Simulates example data for pffr. Scenario "all" generates data from a complex multivariate model $Y_i(t) = \mu(t) + \int X_{1i}(s)\beta_1(s,t)ds + \int X_{2i}(s)\beta_2(s,t)ds + xlin \beta_3(t) + f(xte1, xte2) + f(xsmoo, t) + \beta_4 xconst + \epsilon_i(t)$. Scenarios "int", "ff", "te", "smoo", "lin", "const" generate data from simpler models containing only the respective term(s) in the model equation given above. Specifiying a vector-valued scenario will generate data from a combination of the respective terms. See source code for details.
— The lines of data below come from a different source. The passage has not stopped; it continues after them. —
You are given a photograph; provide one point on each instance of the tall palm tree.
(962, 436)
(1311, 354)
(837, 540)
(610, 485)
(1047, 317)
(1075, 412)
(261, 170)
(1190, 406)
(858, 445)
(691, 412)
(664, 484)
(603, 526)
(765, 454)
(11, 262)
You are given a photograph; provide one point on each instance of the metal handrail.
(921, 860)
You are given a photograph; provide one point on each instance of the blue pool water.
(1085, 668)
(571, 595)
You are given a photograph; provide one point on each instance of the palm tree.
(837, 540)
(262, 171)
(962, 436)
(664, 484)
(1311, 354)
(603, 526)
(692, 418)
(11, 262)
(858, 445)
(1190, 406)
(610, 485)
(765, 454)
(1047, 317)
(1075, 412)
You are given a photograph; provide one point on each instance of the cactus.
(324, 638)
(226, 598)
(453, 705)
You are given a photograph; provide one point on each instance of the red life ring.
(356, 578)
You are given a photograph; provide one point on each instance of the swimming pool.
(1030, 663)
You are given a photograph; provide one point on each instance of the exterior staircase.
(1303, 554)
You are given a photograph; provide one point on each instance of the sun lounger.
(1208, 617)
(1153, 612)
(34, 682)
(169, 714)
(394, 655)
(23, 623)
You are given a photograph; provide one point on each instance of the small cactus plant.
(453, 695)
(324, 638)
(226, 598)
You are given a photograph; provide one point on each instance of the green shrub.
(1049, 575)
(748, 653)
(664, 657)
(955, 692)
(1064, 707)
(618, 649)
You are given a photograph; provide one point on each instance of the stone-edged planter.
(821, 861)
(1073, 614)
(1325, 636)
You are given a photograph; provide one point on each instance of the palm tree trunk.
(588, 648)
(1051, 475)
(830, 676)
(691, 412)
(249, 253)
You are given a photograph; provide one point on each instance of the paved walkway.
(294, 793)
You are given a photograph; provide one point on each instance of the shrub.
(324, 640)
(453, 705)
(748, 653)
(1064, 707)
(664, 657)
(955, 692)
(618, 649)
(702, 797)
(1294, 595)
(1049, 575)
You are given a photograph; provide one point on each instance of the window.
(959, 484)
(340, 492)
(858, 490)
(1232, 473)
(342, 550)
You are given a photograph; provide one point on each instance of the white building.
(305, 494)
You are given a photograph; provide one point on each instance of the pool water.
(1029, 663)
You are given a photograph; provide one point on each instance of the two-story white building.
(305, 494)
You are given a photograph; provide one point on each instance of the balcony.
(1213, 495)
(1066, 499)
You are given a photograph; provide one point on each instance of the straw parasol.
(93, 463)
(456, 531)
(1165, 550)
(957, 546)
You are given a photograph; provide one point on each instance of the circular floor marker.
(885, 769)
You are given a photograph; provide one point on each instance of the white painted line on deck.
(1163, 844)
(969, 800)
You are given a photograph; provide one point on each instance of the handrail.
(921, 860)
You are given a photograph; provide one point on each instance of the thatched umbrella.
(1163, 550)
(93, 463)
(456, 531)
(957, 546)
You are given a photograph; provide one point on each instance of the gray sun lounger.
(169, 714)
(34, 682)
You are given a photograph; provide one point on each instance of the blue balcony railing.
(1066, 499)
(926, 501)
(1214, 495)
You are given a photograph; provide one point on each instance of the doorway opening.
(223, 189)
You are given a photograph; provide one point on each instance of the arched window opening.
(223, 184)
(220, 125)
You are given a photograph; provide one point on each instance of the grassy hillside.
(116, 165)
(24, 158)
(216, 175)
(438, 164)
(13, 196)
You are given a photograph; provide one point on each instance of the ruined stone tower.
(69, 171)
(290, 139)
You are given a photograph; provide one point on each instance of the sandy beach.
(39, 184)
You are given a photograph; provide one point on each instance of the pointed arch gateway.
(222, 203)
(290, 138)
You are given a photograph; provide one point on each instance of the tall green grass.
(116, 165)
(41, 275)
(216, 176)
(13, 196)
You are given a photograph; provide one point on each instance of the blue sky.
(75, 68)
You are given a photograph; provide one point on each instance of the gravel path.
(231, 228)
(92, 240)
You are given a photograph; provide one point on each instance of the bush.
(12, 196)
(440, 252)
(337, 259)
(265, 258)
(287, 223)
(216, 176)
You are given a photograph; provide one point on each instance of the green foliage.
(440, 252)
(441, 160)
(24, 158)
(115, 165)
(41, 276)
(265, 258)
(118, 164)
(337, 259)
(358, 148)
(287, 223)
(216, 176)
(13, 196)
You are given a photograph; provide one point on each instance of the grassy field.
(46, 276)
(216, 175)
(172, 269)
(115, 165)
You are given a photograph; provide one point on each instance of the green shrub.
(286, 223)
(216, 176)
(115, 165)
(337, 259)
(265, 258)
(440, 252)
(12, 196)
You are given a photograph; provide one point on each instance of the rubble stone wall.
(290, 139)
Sparse/irregular response trajectories can be generated by setting propmissing to something greater than 0 (and smaller than 1). The return object then also includes a ydata-item with the sparsified data.

Usage

pffrSim(scenario = "all", n = 100, nxgrid = 40, nygrid = 60, SNR = 10,
  propmissing = 0)

Arguments

scenario
see description
n
number of observations
nxgrid
number of evaluation points of functional covariates
nygrid
number of evaluation points of the functional response
SNR
the signal-to-noise ratio for the generated data: empirical variance of the additive predictor divided by variance of the errors.
propmissing
proportion of missing data in the response, default = 0. See Details.

Value

  • a named list with the simulated data, and the true components of the predictor etc as attributes.